1.) The car will stall about 50% of the time when I roll to a stop normally. Even when it doesn't, it bounces off of 100 to 300 rpm as read by the tach.

2.) If I slowly come to a stop by barely touching the brakes over a long distance - the car doesn't stall - but I have to brake over two hundred feet or so going only 40 mph to avoid the stall. Even doing this, it will still have the rpm bounce.

3.) The problem only occurs when the car is warmed up. The car drives and acts completely normal during the first five minutes of the day when I start it up. If I let the car cool down for 4 or 5 hours - it drives normally again for the first five minutes.

4.) There is almost NO low end torque in reverse once the car is warm and the problem is manifest. I mean ALMOST NO torque! I have to rev the motor to 4000 rpm and feather the clutch to avoid killing the motor to back up even the slightest grade. This does not happen when I first start the car and the engine is cold.

5.) If I corner hard to the right with the car warm, it will stall out about 50% of the time, and you can tell it is having trouble (due to some bucking of the engine through the corner). This does not happen when I corner hard left.

6.) About half the time when the car stalls as I come to a stoplight - it will take three or four seconds of cranking to get it started.

7.) At just about 3000 rpm - in any gear - the car will buck and lurch at cruise. Sometimes - the engine will just stop firing for a second or two - like someone pulled the coil wire and then reconnected it. Under 3000 rpm - it seems to cruise just fine. (I'm doing a good job of not getting tickets these days by the way!)

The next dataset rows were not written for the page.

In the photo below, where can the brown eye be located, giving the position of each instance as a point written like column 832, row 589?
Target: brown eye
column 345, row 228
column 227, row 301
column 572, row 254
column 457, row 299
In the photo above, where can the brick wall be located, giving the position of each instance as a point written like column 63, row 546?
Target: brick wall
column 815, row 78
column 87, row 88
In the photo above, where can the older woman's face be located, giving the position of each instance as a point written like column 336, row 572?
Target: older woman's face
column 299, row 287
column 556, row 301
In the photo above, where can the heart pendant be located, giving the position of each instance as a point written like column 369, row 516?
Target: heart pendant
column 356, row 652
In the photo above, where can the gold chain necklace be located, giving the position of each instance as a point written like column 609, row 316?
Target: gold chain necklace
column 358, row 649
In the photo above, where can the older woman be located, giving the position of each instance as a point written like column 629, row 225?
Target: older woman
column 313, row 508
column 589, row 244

8.) The car idles at about 900 rpm when warm and about 1000 when the air conditioner is on.

I write to you in desperation. It isn't that I want to save money here exclusively - but having read through a number of websites, I see that a number of people have experienced this same problem. One guy finally solved it by just doing an engine swap. No one has solved it - or at least reported it as solved.

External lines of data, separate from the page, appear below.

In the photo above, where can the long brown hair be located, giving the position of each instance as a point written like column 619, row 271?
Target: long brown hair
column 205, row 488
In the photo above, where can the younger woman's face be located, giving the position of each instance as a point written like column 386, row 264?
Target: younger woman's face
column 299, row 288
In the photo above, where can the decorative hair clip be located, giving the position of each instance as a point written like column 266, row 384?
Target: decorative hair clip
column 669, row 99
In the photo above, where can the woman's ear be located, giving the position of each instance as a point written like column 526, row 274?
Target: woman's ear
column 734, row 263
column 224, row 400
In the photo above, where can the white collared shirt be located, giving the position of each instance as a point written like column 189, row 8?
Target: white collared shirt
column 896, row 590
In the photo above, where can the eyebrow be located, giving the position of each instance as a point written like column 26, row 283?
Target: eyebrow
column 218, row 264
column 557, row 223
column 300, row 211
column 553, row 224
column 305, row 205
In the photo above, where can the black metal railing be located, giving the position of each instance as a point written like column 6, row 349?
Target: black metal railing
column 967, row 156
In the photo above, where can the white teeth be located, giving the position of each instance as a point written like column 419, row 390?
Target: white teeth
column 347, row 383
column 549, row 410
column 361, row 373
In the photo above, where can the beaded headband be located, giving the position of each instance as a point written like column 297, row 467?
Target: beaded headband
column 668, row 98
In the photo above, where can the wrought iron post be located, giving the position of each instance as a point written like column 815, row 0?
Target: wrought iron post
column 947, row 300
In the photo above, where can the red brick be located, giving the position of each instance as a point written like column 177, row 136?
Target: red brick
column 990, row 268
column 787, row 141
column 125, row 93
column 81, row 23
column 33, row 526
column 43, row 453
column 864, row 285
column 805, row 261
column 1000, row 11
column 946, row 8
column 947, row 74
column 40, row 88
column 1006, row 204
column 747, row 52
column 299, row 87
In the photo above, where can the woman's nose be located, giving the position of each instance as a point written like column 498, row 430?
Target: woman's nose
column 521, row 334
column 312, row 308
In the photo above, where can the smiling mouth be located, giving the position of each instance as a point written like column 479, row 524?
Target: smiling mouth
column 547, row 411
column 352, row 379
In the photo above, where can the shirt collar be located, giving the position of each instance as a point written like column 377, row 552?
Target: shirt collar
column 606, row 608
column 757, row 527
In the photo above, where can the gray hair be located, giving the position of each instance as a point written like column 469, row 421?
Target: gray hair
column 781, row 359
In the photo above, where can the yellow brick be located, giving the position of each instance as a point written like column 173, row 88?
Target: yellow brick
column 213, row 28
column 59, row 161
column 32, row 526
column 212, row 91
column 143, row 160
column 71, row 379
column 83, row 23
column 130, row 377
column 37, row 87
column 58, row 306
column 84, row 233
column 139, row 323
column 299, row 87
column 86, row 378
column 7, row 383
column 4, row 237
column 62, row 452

I've been a good boy - I've done the dealer thing, and they can't say for certain that it is the distributor - they just think it is - their best guess after having the car for an hour.

I have a lot of confidence in the Nissan engineers - I just can't believe that I wore out a distributor in 18K miles! I love this car, it's beautiful - I've never enjoyed driving more - I want to own it for a long time - but if I have to just kick out $800 every 20K or so - or have to spend 100s of hours educating myself to be my own tech (I work 60 - 70 hours a week already) - the car will have to go.

This next week I'll try and call the head Nissan factory tech in Seattle and discuss the problem with them, and when I get it solved, or confirmed - I'm going to post my experience every place I've been.

So, do you think it is the distributor after all?


----------



## AlexAtMyNismo (Apr 16, 2004)

No way bro..... 18k miles sounds way too soon for a distributor to go out on ya.... i've seen them last for over 70,000 miles...... What's you idle set at?.... how many miles on the car?....last time you changed air filter?....plugs?.....wires?...

-Alex B.


----------